Когда в городе начиналось волнение, трясущийся от страха буржуа высовывал нос в окно, смотрел направо или налево, но неизменно — в сторону Латинского квартала, и говорил жене: «Успокойся, душечка, ничего страшного: из Школ никто не выходит».
В 1792 году так поглядывали в сторону предместий; только когда выходили предместья (как в ночь с 5 на 6 октября, как 20 июня, как 10 августа), это означало, что сила идет на помощь силе, а когда выходили Школы (как 28 июля, как 5 июня) то это уже означало, что на помощь силе идет разум.
И потому, когда те же буржуа видели вдали, как ветер задирает полы тонких студенческих курток, когда песня гремела на вершине горы, именовавшейся улицей Сен-Жак, они теряли всякую надежду на то, что политический горизонт просветлеет, как поэтично выражался «Конституционалист», и захлопывали, запирали, баррикадировали лавочки и окна, а самые боязливые спускались в свои погреба с криком:
— Спасайся кто может! Школы вышли!
Слово «Школы» символизировало молодость, независимость, отвагу и силу, но, может быть, отчасти шумливость и порывистость.

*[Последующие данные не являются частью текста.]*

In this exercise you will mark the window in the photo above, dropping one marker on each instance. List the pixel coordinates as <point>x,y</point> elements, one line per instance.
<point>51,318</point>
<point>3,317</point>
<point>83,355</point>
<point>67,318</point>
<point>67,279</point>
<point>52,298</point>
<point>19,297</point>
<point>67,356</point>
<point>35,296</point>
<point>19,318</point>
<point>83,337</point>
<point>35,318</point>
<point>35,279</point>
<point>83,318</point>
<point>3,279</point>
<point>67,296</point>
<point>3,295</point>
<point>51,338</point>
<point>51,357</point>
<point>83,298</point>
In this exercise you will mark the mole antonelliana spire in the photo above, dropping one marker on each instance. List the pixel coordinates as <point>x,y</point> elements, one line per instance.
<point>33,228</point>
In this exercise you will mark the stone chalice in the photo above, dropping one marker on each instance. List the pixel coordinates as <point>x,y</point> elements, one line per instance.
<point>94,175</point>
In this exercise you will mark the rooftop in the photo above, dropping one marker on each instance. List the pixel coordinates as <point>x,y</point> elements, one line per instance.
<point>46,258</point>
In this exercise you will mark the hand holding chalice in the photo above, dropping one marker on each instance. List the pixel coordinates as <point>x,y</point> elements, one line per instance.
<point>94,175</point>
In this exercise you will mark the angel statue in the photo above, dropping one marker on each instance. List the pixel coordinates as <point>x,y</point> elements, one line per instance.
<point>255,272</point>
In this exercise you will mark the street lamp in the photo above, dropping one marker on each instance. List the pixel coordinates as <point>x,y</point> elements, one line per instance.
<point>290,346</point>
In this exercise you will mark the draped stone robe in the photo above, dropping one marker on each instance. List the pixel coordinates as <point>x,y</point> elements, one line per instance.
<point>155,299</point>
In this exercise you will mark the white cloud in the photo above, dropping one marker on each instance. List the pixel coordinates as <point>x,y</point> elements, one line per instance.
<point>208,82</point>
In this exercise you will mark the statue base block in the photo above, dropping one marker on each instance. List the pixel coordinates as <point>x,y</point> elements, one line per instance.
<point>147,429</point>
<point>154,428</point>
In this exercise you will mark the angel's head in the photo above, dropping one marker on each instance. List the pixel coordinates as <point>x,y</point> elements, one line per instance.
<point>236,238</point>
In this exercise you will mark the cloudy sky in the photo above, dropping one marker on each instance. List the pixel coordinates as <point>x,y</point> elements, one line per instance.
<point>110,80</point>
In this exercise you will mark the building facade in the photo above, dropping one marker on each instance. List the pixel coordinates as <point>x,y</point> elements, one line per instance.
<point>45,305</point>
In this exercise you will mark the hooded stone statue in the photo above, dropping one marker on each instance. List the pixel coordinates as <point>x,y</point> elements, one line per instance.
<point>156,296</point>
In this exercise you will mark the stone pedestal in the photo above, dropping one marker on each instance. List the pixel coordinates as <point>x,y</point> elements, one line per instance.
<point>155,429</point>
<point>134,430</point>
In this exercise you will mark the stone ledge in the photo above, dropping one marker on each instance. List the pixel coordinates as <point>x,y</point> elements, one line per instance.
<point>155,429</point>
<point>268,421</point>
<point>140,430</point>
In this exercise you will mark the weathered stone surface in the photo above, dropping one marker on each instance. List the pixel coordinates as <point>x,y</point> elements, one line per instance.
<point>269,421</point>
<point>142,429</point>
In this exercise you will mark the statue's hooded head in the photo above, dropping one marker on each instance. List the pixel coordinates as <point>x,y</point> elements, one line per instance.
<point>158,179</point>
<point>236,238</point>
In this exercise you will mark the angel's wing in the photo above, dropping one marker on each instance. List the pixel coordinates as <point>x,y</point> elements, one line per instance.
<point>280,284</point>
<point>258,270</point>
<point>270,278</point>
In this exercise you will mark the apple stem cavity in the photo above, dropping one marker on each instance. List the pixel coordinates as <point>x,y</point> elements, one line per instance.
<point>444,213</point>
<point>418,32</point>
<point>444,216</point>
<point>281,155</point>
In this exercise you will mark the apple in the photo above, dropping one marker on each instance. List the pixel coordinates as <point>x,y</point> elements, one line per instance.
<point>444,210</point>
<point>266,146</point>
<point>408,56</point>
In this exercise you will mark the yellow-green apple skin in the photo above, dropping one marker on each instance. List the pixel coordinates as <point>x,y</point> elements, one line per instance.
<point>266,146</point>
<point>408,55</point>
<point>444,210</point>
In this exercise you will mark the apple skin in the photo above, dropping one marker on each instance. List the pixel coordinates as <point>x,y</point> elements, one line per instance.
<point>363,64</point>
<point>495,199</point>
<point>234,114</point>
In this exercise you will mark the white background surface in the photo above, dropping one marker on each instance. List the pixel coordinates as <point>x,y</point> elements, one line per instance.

Однако разве предназначение Школ состояло только в том, чтобы наводить ужас на мирных буржуа?
Все эти юноши в возрасте от восемнадцати до двадцати лет (матери прислали их в столицу со всех уголков Франции) поддерживали самых слабых, вселяли уверенность в самых робких. Они всегда были готовы сразиться и умереть за слово, идею, принцип и в этом походили на старых солдат или, вернее, на юных спартанцев, от которых они унаследовали мужество, правда в иной форме: они были беззаботны, шли на бой приплясывая, сражались с песней на устах, умирали с улыбкой.